Now, I was just using the sound recorder that ships with Windows to do my podcasting, and putting the cast through a noise gate was what got rid of the static. Downloaded Audacity off and have found no reason to move off that.

 

2

Comment by: spyder at May 10, 2005 05:49 PM

I guess much depends on the cpu you are going to work on. Audacity is more versatile, and thus works well with Windows/Linux, GarageBand is an Apple product and designed to facilitate files on Macs. I use Macs, thus i like GarageBand; it came with my system.

As Mike points out, you can spend a hundreds of dollars for high end mics and get nothing better than you get with a $10 radio-shak model. More important is the way in which you control the sound on your computer, with filters and higher quality sound editing products. Herein lies the response to your third question. To make a five minute piece that you are really happy with and that you have run through enough times to insure its quality and static cleansed nature, it will take you much longer than you think.

The podcast audience is essentially split between those who like to listen to audio books and those that will tune in for the tidbits between the music. Who is your intended audience and to whom would you most like to receive feedback and response from.

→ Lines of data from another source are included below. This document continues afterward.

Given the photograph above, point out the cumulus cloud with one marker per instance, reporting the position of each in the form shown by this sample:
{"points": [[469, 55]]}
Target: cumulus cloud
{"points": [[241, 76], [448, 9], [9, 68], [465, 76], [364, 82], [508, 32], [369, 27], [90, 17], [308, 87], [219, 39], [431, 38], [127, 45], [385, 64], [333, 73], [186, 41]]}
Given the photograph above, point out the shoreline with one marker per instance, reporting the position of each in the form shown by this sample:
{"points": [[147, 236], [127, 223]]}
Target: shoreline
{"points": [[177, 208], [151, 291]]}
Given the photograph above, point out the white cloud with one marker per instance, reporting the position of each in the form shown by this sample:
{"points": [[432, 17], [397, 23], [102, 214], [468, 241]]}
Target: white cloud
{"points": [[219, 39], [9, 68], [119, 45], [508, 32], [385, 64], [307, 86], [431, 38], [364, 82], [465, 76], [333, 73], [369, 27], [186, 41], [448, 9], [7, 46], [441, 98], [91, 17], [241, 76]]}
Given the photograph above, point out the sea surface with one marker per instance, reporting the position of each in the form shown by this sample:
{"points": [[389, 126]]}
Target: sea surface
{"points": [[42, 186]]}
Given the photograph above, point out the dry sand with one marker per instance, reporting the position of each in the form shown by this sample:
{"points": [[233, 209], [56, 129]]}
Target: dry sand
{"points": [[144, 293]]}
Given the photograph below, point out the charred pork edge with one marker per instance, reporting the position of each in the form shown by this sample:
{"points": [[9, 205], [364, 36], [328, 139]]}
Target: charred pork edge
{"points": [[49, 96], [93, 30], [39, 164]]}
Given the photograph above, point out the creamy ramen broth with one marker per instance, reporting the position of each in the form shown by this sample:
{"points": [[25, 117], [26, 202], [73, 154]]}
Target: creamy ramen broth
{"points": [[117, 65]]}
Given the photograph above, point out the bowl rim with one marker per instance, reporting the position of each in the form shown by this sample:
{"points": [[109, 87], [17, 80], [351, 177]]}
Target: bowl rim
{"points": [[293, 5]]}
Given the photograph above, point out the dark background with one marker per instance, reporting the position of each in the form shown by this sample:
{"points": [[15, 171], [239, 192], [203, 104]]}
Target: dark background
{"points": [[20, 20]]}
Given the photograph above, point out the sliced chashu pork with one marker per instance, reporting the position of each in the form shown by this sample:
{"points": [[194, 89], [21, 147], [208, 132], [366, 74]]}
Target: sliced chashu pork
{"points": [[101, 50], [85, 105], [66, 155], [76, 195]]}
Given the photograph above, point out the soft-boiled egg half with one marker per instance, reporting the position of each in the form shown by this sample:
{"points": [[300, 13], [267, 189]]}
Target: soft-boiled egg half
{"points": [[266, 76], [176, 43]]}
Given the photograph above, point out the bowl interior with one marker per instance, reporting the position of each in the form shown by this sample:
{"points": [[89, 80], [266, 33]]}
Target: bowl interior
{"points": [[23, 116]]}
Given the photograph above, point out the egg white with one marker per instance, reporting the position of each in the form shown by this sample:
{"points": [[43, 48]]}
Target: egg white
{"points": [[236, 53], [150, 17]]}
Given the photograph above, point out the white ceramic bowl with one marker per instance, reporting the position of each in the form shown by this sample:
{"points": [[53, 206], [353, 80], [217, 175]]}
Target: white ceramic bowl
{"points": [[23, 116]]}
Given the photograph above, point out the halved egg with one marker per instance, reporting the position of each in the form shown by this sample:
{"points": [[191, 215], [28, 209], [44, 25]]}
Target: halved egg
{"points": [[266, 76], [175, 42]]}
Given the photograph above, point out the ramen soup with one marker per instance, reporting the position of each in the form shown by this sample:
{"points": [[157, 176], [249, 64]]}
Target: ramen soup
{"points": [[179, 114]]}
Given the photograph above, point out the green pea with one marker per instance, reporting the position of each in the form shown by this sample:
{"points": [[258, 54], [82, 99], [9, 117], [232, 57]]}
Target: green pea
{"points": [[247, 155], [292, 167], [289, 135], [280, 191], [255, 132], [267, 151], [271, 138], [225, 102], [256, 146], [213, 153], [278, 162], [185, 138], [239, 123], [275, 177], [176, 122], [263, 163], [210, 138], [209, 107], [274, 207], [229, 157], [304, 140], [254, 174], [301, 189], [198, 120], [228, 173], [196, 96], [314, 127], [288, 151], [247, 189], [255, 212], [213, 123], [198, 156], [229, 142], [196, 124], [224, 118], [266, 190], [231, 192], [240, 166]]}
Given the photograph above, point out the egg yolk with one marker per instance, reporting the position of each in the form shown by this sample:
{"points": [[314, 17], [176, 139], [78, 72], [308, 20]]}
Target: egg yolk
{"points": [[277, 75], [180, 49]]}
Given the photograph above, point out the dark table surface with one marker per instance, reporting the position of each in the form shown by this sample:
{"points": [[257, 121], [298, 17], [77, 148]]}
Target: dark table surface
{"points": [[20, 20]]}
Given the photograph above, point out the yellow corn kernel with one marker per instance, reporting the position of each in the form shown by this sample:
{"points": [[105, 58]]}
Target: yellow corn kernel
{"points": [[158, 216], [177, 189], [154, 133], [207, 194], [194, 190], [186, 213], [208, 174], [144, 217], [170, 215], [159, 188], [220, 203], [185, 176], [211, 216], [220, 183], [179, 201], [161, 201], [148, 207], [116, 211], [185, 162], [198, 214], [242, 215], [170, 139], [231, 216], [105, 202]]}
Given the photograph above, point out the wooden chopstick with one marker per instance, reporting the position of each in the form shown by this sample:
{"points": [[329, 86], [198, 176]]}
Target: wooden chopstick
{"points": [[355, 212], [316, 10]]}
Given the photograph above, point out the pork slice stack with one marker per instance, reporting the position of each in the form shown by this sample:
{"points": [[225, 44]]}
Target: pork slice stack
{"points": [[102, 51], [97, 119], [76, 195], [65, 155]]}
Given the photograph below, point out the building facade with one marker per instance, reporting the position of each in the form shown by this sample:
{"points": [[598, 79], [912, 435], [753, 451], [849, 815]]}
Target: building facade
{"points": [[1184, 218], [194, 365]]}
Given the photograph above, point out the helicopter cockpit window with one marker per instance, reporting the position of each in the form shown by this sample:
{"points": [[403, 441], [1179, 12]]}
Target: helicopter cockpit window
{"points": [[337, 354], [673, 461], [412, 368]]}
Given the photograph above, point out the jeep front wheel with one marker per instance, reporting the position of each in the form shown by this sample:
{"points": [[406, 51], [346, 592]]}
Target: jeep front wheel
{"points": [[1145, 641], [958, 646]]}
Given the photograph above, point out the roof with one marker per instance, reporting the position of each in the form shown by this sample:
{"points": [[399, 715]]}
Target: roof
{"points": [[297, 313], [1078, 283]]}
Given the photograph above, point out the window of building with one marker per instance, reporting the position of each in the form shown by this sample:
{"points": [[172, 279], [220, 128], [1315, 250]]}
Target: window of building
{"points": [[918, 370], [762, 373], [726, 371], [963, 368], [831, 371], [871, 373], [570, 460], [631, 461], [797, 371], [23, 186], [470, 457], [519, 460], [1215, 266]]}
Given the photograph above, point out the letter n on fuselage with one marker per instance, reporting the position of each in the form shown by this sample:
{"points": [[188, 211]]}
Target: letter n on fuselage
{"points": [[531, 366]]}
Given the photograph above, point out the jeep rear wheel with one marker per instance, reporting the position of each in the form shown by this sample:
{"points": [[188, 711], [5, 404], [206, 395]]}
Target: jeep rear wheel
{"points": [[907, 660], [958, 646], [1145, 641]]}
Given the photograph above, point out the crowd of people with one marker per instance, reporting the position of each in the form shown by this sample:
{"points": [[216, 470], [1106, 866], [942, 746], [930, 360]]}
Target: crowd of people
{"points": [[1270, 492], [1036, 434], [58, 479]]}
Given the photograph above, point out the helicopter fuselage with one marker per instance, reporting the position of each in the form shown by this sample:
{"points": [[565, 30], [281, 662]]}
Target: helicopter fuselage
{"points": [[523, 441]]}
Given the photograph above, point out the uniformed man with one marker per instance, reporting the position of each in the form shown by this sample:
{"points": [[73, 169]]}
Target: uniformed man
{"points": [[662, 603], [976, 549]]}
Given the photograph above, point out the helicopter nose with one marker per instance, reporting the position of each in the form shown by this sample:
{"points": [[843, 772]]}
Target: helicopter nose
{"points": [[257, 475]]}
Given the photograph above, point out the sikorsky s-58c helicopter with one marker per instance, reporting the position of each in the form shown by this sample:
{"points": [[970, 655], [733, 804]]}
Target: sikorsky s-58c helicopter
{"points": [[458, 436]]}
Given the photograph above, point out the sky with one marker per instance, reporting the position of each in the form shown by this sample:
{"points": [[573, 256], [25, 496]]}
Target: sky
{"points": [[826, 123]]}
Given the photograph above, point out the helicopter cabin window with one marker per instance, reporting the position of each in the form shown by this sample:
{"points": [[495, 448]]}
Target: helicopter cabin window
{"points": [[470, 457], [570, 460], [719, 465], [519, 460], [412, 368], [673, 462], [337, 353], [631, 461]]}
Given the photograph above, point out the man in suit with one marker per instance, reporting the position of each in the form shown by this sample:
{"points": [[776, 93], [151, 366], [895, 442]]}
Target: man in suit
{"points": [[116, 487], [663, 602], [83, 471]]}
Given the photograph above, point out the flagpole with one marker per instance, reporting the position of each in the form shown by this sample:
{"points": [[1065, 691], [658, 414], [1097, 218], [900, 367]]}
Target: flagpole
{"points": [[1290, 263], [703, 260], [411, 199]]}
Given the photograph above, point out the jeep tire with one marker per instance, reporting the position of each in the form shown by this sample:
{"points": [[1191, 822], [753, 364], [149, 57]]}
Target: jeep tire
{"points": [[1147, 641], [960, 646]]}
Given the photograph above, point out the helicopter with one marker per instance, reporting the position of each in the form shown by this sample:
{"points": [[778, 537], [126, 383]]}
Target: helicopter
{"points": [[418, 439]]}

If you work through a dozen or so five minute pieces, you will realize just what you are best at delivering and editing. You many find you can deliver a fantastic fifteen minute pop, but you might also find a three minute one is totally sufficient and greatly appreciated.

My experience is in packaging soundscapes for various conferences and workshop sessions. I work from analog inputs into a digital format that i can edit on my Mac. The expense of A:D interface is dramatic and for the most part an indulgence. I don't recommend it unless you also have the need. I would think you could find a great DAT deck relatively cheap(very relative here) if you want to create away from your desktop/ laptop and then download onto your hardrive to work on later. A good DAT deck or harddisc recorder and a pretty good mic lays down some surprisingly good sound without much static buzz and noise.